Whatever type of employment you are considering, you must first obtain approval from your J-1 Responsible Officer. If UNH is your Program Sponsor, then your J-1 Responsible Officers are members of the OISS staff. If your J-1 Program Sponsor is another agency, you will need to contact them for work permission.
You are eligible for "Student Employment" provided you:
Limitations: If authorized, you may work a total of 20 hours per week while school is in session. You may work up to 40 hours per week during official school breaks and vacation periods, including summer vacations, provided you are eligible and intend to register for the next school term. The 20-hour-per-week work limit while school is in session applies to and includes all types of "Student Employment."
First you should talk to your J-1 Responsible Officer about why you want or need to work, whether it is advisable, and what type of job would suit you best. If you have unforeseen need, your J-1 Responsible Officer will request a letter from you explaining the circumstances. If your J-1 Responsible Officer agrees that it would be appropriate for you to work, the next step is to obtain a job offer from your employer. You must obtain written permission from your J-1 Responsible Officer before beginning any employment.
A Social Security Number: To put you on the payroll, your employer will need your Social Security Number. If you do not have one, you must submit an application to the Social Security Administration.
Form I-9, "Employment Eligibility Verification": When you begin working, you and your employer must complete a Form I-9, which requires you to document your identity and work authorization.
Employment required by a scholarship, fellowship, or assistantship: This kind of work is usually performed on-campus, with the school as the employer. In certain circumstances, however, the work can be done elsewhere, for a different employer. You might work in a government or private research laboratory, for example, if your major professor had a joint appointment there, and would be supervising you in work that counted toward your degree.
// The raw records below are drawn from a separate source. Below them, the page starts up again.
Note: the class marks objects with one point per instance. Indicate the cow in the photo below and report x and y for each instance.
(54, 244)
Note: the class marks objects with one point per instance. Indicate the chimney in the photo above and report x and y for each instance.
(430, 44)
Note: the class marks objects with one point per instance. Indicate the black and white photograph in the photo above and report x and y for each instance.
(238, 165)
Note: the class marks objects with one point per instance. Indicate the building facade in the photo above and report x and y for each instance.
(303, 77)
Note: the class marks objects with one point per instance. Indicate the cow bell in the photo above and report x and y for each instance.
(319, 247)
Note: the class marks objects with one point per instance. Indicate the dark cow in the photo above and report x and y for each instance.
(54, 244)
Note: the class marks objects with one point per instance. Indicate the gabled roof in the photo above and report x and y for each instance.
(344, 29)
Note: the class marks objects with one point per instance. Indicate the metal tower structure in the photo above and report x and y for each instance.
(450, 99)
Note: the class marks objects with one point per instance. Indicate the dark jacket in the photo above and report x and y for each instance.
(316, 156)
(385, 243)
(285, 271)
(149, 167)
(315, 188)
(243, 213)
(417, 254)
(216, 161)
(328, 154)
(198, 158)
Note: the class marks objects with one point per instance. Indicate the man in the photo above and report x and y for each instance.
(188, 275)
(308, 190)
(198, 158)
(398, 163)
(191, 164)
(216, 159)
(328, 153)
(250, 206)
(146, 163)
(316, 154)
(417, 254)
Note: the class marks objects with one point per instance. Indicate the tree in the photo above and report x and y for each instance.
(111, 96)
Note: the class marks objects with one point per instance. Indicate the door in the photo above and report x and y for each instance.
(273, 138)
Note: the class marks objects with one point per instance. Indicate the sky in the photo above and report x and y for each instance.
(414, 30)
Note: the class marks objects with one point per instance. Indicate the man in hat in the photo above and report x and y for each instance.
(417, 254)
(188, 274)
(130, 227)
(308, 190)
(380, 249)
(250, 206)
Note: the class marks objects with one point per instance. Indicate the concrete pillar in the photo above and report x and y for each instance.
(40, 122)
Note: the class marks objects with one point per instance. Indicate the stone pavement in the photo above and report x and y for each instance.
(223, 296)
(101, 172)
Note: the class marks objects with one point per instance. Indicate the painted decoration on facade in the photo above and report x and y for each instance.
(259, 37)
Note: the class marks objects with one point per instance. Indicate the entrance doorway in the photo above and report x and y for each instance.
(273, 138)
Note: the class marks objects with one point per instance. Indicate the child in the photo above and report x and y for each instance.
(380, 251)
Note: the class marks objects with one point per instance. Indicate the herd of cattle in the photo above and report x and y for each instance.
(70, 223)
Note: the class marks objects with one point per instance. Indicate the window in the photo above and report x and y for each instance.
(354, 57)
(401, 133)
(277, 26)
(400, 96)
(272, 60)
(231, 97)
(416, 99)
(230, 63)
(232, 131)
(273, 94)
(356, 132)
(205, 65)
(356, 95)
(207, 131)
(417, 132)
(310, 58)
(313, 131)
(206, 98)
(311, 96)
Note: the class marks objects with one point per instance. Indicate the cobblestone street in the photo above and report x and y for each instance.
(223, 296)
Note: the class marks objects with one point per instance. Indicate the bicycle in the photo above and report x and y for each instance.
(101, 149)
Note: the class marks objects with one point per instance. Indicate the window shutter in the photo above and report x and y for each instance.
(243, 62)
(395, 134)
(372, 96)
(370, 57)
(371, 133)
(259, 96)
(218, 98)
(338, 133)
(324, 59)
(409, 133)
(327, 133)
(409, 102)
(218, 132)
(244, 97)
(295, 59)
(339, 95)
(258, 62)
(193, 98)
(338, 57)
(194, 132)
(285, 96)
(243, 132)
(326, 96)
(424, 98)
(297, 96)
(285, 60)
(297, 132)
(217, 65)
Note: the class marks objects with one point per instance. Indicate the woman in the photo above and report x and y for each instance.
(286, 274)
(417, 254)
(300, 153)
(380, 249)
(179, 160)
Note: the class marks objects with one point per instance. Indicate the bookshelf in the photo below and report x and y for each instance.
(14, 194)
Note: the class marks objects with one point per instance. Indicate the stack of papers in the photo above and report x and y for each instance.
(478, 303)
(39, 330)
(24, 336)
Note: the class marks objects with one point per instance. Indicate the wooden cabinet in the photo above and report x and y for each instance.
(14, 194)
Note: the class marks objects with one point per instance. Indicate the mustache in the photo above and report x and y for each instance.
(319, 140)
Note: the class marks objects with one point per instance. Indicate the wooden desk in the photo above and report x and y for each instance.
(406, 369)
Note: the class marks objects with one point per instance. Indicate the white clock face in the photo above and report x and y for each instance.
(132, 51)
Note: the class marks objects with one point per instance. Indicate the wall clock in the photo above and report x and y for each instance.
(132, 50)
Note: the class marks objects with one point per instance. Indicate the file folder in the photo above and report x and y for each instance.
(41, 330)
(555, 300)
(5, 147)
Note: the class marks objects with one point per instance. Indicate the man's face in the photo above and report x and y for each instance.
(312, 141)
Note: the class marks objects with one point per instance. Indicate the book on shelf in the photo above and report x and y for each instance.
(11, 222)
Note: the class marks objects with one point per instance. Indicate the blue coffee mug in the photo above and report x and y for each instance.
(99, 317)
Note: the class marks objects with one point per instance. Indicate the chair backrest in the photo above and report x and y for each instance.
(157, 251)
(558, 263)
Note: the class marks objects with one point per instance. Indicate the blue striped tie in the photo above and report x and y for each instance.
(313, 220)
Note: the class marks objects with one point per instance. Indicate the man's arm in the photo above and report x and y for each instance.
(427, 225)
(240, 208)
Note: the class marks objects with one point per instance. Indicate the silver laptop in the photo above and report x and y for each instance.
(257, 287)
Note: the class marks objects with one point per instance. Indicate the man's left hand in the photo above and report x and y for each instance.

On-campus jobs unrelated to study: The regulations, in allowing for jobs on campus that are unrelated to study, stipulate only that the work be done on the premises of the school.
Off-campus jobs to meet urgent, unforeseen need: Your J-1 Responsible Officer can authorize you to work off-campus in the Student Employment category only if you have serious and urgent financial need that you did not foresee when you became a J-1 student, or when you enrolled at your current school. Under certain circumstances off-campus work may also be available as Academic Training (AT), a separate category of study-related employment.
Academic Training (AT): AT is flexible in its format and offers a variety of employment opportunities to supplement your academic program in the U.S. It is available before completion of your program of study as well as afterwards. As long as you stay within the stipulated time limits, it lets you work part-time while classes are in session and full-time during vacation periods; and, under certain circumstances, you may interrupt study to work full-time, for example while you are writing a thesis. J-1 students in non-degree programs are eligible for AT. For more information, contact email@example.com.
If you intend to transfer programs between academic years and would like to work at your former school during the summer, you must delay the transfer procedure until after the period of employment, and must obtain employment authorization from your former school's J-1 Responsible Officer. This will be possible only if your former school's Form DS-2019 remains valid throughout the period of employment.
To work at your new school, you must first complete the transfer procedure and then apply to the J-1 Responsible Officer at your new school for authorization to work. Your new school's form DS-2019 must take effect by the beginning date of your employment authorization.